MCD Presents Mitch James


Date: 27 May 2023
Time: 8pm
Ticket Price: €12 BUY TICKET

MCD Presents Mitch James

Saturday 27th May | The Workman’s Cellar 

Fresh from the release of his acclaimed second album, patience, New Zealand singer-songwriter Mitch James has announced details of upcoming EU tour dates which include a date in The Workman’s Cellar on Saturday 27th May 2023.

 

James lives in Mission Bay, a coastal suburb of Aotearoa’s largest city, Auckland, but he has strong connections to the bohemian hub of Dunedin, one of the country’s southernmost cities. His parents, meanwhile, live in Queenstown, another South Island locale.

 

In recent years, the personable James has toured the world alongside Six60, who he regards as not just friends, but mentors. The same goes for Ed Sheeran, who James supported in front of 100,000 fans across three nights at Dunedin’s Forsyth Barr Stadium in March 2018.

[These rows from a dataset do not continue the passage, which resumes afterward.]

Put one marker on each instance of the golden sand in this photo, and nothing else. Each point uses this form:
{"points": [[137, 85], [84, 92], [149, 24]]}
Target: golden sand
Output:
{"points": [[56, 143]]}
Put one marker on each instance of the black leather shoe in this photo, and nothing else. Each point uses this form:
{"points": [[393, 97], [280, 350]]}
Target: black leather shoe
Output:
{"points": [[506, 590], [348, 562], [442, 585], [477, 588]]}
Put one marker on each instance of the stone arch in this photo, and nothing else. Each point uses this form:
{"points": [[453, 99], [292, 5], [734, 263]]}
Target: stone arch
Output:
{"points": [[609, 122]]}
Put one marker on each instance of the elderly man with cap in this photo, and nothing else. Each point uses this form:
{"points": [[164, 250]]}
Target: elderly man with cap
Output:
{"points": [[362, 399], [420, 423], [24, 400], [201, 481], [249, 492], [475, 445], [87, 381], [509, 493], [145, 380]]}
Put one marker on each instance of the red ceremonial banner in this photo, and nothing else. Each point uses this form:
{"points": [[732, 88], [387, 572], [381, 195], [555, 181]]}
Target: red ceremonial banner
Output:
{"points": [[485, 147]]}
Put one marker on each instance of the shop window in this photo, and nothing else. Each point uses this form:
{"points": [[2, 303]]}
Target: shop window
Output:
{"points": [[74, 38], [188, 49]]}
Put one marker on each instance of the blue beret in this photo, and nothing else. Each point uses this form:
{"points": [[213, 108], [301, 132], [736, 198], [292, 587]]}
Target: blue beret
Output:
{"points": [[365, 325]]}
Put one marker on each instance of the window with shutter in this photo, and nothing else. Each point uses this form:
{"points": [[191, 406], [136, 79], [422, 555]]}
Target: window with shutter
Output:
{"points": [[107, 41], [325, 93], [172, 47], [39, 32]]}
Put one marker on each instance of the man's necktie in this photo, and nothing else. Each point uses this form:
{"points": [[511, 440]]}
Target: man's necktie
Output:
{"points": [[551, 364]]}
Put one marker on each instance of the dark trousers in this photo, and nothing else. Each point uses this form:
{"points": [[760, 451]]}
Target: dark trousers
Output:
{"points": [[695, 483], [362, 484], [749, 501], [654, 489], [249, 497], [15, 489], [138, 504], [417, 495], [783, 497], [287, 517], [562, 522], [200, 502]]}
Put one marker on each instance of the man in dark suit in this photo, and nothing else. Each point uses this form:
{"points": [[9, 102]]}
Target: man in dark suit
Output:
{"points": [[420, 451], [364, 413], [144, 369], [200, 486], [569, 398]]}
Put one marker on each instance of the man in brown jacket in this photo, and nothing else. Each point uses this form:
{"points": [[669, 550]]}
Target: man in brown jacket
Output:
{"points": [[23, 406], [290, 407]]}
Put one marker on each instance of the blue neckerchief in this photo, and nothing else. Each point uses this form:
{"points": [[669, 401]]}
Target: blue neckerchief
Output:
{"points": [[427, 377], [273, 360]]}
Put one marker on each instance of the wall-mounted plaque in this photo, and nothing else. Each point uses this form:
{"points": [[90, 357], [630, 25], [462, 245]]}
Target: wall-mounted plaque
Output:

But while he still doesn’t have a firm concept of home, James returns a wiser and more polished performer than he was in 2018. “I feel like I know what I’m doing now,” he says. It’s a contrast to how he felt around the release of his debut album, which James characterises as a “baptism of fire.”

 

Mitch James is renowned for his open-book candour—it comes across in his social media posts and at his live shows, and this sincerity also underpins James’ emotive and compelling songcraft. After realising what needed to change, James dragged the session files for his would-be second album into the trash and started again with a sharper creative objective. “The whole focus of the writing was to be brutally honest and brutally vulnerable,” James says.

 

The bulk of the album was written and recorded in early 2022, after James travelled to Los Angeles and met up with writer, producer and former Tonight Alive guitarist, Whakaio Taahi.

James and Taahi struck up a creatively stimulating rapport, which allowed James to access new creative territory and fully embrace his position as a pop front person. Crucially, Taahi gave James the freedom to be himself.